As a grower, it is natural to focus on the health of poinsettias’ roots. They have so many enemies: Thielaviopsis, Pythium, Phytophthora and Rhizoctonia, let alone fungus gnats. Focusing on root health is indeed important for healthy crops. But there are some other, less common things to watch for, including the bacterial canker of poinsettia.
Bacterial canker is a disease caused by Curtobacterium flaccumfaciens pv. poinsettiae that was first described after it appeared in New Jersey in 1942. The disease had probably gone unidentified for a number of years before plant pathologists were able to identify the pathogen. It is a Gram-positive bacterium, very different from the Xanthomonas that causes angular leaf spots and the Dickeya and Pectobacterium species that cause cutting rots. In the laboratory, it may grow relatively slowly compared to the soft rotters and leaf spotters, a trait that makes it easy to overlook in a petri plate. The appearance of this disease on poinsettia in Europe and the United States in recent years suggests that it is time to review the problem and work together as an industry to resolve it.
The bacterial canker pathogen is primarily disseminated within plant material. It is presumed to spread from poinsettia to poinsettia during irrigation or handling of the plants. The bacteria gain entry to the leaves via the stomates.
This particular bacterium, known previously under the name Corynebacterium poinsettiae, infects only poinsettia. There are other pathovars (host-specialized strains) of the species that affect other crops, including C. flaccumfaciens pv. oortii on tulips. A high proportion of the published research on Curtobacterium flaccumfaciens focuses on the disease that affects beans, which is caused by C. flaccumfaciens pv. flaccumfaciens.
Bacterial canker is actually a systemic disease, a bacterial wilt, that blights leaves, bracts and stems. The disease is an insidious threat in greenhouse production systems because infections can remain latent for some time: symptomless infections have been detected in poinsettia cuttings early in the growing season. Bacterial canker disease symptoms develop relatively slowly compared to other bacterial diseases.
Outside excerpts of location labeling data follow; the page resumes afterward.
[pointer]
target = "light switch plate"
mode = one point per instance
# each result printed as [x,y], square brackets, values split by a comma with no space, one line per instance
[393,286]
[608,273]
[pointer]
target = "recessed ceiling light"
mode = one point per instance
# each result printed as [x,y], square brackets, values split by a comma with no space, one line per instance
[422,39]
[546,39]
Symptoms often appear only on crops that are close to finishing.
Monitoring
Watch closely for symptoms during production.
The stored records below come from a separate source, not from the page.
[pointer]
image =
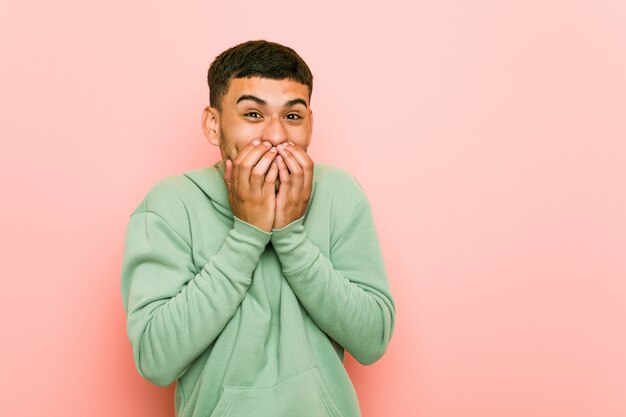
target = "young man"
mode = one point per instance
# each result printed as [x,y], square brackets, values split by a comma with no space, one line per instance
[244,281]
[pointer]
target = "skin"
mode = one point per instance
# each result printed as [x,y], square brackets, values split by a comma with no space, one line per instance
[263,131]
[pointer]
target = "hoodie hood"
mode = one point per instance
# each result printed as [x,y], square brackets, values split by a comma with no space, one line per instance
[210,180]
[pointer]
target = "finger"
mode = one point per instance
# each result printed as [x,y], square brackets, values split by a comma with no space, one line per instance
[228,172]
[269,185]
[305,162]
[283,172]
[295,170]
[246,164]
[261,169]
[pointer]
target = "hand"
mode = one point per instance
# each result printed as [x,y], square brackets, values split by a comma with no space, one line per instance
[250,179]
[295,170]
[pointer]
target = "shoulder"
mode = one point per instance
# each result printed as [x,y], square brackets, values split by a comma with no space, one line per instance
[167,198]
[338,182]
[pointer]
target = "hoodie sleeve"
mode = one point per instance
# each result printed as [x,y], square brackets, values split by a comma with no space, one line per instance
[347,293]
[174,313]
If you see wet-looking stem lesions, this should trigger sending cuttings to a lab for ID.
Check for elongated, water-soaked streaks on the stem, or brown cankers that girdle the stem.
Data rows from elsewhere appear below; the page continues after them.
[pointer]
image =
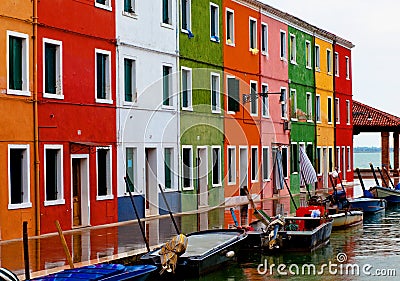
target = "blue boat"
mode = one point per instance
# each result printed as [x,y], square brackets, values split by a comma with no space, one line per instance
[102,272]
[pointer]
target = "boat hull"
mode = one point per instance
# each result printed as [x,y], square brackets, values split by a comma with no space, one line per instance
[368,205]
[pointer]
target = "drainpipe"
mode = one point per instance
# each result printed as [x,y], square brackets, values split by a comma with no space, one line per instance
[35,119]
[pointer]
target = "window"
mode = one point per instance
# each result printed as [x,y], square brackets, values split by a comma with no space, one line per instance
[309,106]
[168,167]
[265,163]
[129,6]
[103,76]
[336,64]
[319,161]
[285,161]
[104,4]
[308,54]
[254,164]
[53,171]
[283,103]
[230,27]
[130,80]
[348,112]
[216,162]
[187,167]
[318,108]
[104,172]
[233,94]
[253,98]
[330,110]
[215,94]
[167,12]
[167,84]
[253,34]
[131,166]
[264,39]
[317,58]
[186,88]
[337,111]
[293,102]
[347,68]
[328,61]
[295,158]
[18,64]
[52,65]
[264,101]
[18,177]
[292,48]
[231,165]
[214,22]
[186,15]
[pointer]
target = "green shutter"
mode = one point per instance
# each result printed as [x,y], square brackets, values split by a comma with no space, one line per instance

Look closely if you notice any defoliation: leaves on poinsettias with bacterial canker may show irregular brown (necrotic) areas and drop from the plant.
If plants appear severely diseased, look for longitudinal cracks in the stems and amber-colored droplets of bacterial ooze.
Prevention
Preventing bacterial disease requires excellent sanitation and pathogen exclusion by the propagator as well as by the finisher.
Within a greenhouse business, keeping sources and cultivars separated is ideal. Have workers change gloves, use a hand sanitizer or wash hands when they move to a new cultivar.
Avoid excessive nitrogen levels or high-temperature growing conditions, both of which have been associated with more serious bacterial canker problems.
When disease is suspected, discard the affected plants, retaining some to send to a laboratory for diagnosis. Poinsettias with bacterial canker cannot be cured.
Treatment
In the event of an outbreak, your best bet is to discard all infected plants. Treatments used for protection against the bacterial leaf spot caused by Xanthomonas axonopodis pv. poinsettiicola might bring side benefits against bacterial canker, but this has not been tested. Copper fungicides and Bacillus biocontrols (e.g. Cease, Triathlon BA) join sanitation in being the current weapons against bacterial disease spread in the greenhouse.